Le tunnel de Riedberg est un symbole valaisan de mauvaise gestion et des manigances du PDC. D’un budget de 54 millions de francs prévu, on apprend maintenant que sa construction pourrait coûter plutôt 220 millions. Histoire d’une horreur sans fin.


Un article original de Kurt Marti, ancien rédacteur en chef de Rote Anneliese,

paru le 21 septembre sur Infosperber.

Une traduction de Diana-Alice Ramsauer


Vendredi dernier, le ministre valaisan au département de la mobilité, du territoire et de l’environnement Jacques Melly (PDC) a admis que le tunnel de Riedberg (Haut-Valais) long d’à peu près 500 mètres avait déjà englouti 140 millions de francs. 80 millions supplémentaires vont devoir être nécessaires pour finaliser le projet. Le ministre a pourtant été imperturbable: il tient à continuer avec cette variante du projet.

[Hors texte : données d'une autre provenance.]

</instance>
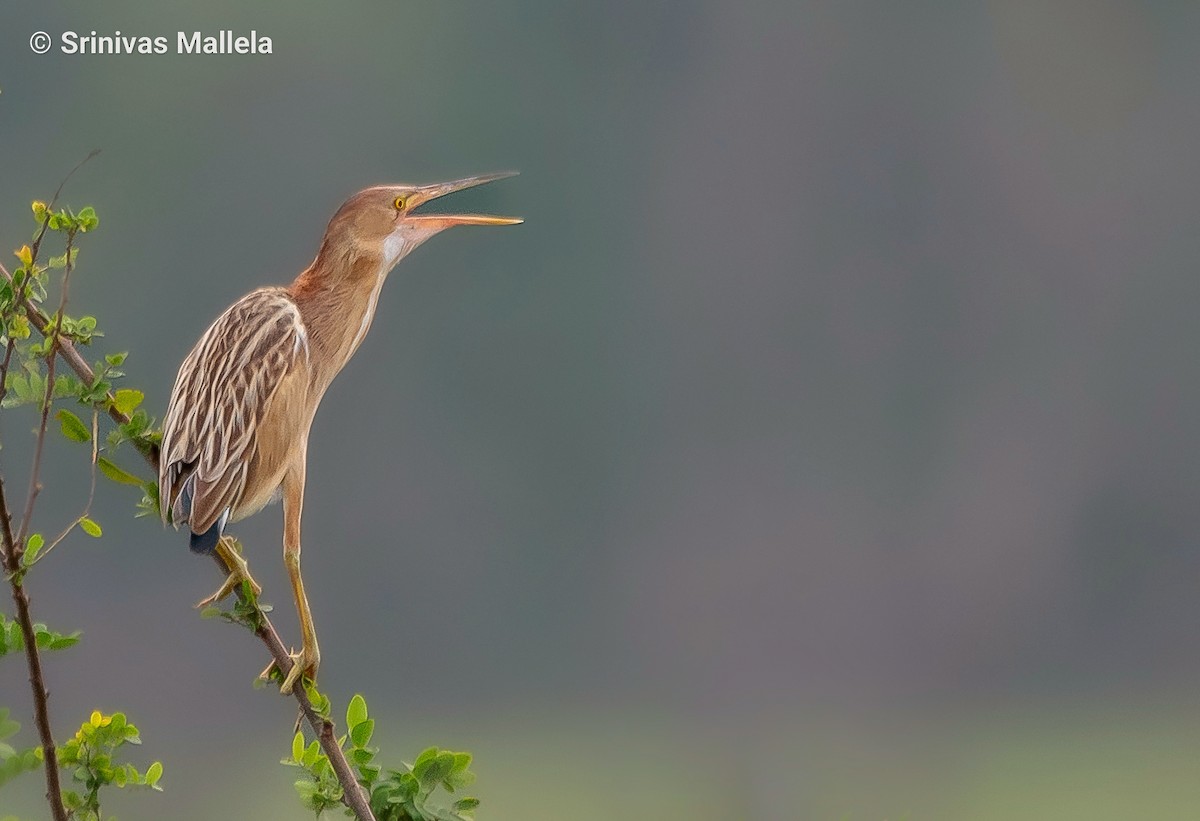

Construction d’un tunnel commencé il y a 14 ans

D’abord budgétisé à 54 millions, le tunnel de Riedberg coûtera donc en réalité 220 millions de francs: soit quatre fois plus. Le tunnel dont la première pierre avait été posée en 2004 et dont la fin des travaux était initialement prévue pour l’automne 2006, n’a jusqu’à présent été creusé qu’à hauteur de 50% environ. Raison invoquée: des glissements de terrain au Riedberg durant la première année des travaux. Des risques qui avaient été depuis longtemps exprimés par les détracteurs du projet.

Ce même vendredi, le député au Grand Conseil Gilbert Truffer (PS Haut-Valais) a déposé un postulat qui demande au Conseil d’Etat d’abandonner les travaux au Riedberg et d’étudier une solution sur le versant de la montagne. En outre, au travers d’une résolution, il exige de la commission de contrôle qu’elle examine la «catastrophe du tunnel de Riedberg».

Un projet depuis longtemps hors de contrôle

Étonnamment, dans les médias germanophones, les mauvaises nouvelles du ministre en charge de la construction n’ont pas fait débat, et cela, même si 96% des coûts devront être supportés par la Confédération. Si le même scandale s’était produit à Zurich, à Bâle ou à Berne, les gros titres en une des quotidiens auraient déferlé.

Même le Walliser Bote a minimisé le scandale en ne lui offrant que quelques lignes dans une colonne marginale. En revanche, la télévision Canal 9 a fait un reportage détaillé sur la question, ponctué d’une interview du député PS Gilbert Truffer. Celui-ci a fait observer que 220 millions (budget auquel ne restent en réalité que 80 millions) «ne suffiraient pas» étant donné que seule la moitié du tunnel n’est excavée à ce jour. Sa conclusion: «il y bien longtemps que le projet est hors de contrôle des autorités.» D’ailleurs, personne aujourd’hui ne peut encore dire quelles seront les «surprises» qui seront découvertes lors de la deuxième partie des travaux.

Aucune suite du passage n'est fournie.